3D printers are advancing at such a rapid rate that it's easy to overlook some of their most-basic functions — like the ability to mix colors.
It's not that XYZprinting boasts being the first company to have a 3D printer that mixes colors. It doesn't. But what the company does think it might have is a 3D printer that mixes colors better than any other 3D printer on the market.
And at the Consumer Electronics Show's 2016's Unveiled event on Monday afternoon at Mandalay Bay in Las Vegas, XYZprinting showed off its new 3D printer and its ability to mix colors, hoping to make the machine available to the public during the second or third quarter of this year, as told to Tech Times by Gary Shu, XYZprinting's senior manager of global marketing.
The proof was in the objects that XYZprinting had on display at CES on Monday, each touting an impressive mix of colors that you just don't see pulled off as flawlessly on a widespread basis when it comes to 3D printers.

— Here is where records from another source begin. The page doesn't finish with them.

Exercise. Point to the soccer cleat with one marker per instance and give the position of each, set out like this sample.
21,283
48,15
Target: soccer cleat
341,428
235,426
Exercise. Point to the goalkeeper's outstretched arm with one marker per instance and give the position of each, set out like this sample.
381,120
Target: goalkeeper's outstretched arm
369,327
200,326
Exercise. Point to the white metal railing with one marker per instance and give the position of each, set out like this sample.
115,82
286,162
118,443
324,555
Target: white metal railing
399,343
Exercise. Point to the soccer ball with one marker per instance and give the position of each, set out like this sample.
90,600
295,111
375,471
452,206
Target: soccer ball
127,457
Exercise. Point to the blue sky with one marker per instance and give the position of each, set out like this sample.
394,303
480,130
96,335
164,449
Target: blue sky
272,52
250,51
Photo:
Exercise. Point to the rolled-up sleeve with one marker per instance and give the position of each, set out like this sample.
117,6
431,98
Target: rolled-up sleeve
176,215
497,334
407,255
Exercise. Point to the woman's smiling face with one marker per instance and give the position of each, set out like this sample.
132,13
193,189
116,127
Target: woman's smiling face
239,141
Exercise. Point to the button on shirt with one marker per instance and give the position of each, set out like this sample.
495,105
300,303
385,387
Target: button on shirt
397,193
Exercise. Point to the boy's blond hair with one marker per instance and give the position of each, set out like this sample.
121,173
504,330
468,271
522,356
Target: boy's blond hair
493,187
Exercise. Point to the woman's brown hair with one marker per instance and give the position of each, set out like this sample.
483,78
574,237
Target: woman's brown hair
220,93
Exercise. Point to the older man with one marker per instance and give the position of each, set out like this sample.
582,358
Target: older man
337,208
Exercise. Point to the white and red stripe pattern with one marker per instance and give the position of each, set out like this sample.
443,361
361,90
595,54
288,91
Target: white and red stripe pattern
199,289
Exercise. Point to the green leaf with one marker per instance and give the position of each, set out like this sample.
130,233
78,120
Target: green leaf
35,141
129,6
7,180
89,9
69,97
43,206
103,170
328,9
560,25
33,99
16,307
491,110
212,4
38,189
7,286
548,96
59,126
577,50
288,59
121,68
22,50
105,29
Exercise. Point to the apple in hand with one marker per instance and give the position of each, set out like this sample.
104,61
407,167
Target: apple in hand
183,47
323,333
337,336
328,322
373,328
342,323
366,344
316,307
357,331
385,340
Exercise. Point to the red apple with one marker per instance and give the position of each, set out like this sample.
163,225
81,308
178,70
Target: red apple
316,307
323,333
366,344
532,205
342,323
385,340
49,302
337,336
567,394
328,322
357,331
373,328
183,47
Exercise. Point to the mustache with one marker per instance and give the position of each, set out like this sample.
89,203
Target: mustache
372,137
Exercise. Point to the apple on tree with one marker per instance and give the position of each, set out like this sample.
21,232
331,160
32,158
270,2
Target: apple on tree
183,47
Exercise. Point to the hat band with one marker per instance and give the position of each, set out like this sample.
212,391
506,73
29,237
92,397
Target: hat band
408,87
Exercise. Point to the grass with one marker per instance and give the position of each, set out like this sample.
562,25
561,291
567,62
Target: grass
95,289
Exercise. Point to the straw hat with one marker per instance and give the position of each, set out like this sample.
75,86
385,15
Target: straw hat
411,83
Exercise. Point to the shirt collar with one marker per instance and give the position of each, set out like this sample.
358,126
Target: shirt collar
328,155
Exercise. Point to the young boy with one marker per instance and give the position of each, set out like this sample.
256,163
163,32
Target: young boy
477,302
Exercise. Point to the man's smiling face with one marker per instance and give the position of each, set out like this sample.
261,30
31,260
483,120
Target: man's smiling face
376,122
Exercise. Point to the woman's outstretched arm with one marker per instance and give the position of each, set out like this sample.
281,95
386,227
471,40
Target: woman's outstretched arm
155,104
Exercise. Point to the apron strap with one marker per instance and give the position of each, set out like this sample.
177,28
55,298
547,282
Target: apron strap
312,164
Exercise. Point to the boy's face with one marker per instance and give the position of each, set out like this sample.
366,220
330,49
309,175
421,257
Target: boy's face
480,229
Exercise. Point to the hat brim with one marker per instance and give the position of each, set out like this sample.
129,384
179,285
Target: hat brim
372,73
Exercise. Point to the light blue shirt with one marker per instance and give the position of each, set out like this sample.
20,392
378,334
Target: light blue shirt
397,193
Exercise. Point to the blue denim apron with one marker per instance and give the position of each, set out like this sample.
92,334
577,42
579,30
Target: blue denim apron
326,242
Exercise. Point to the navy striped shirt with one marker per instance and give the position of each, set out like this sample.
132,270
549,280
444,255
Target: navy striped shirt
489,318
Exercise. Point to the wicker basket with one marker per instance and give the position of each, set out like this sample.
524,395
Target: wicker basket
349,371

That being said, Shu tells Tech Times that the company has ways to go in perfecting its ability to mix colors to create beautiful 3D objects. He says that as of now, XYZ is happy that its machine can mix red and yellow, green and yellow, and blue and yellow with detailed gradiation in between — some of which can be seen above. However, Shu calls mixing black and white to get gray "the ultimate challenge."
Still, the $499 price point for a 3D printer, especially one that seems to have a real flair for its tints and hues, seems to be a bargain.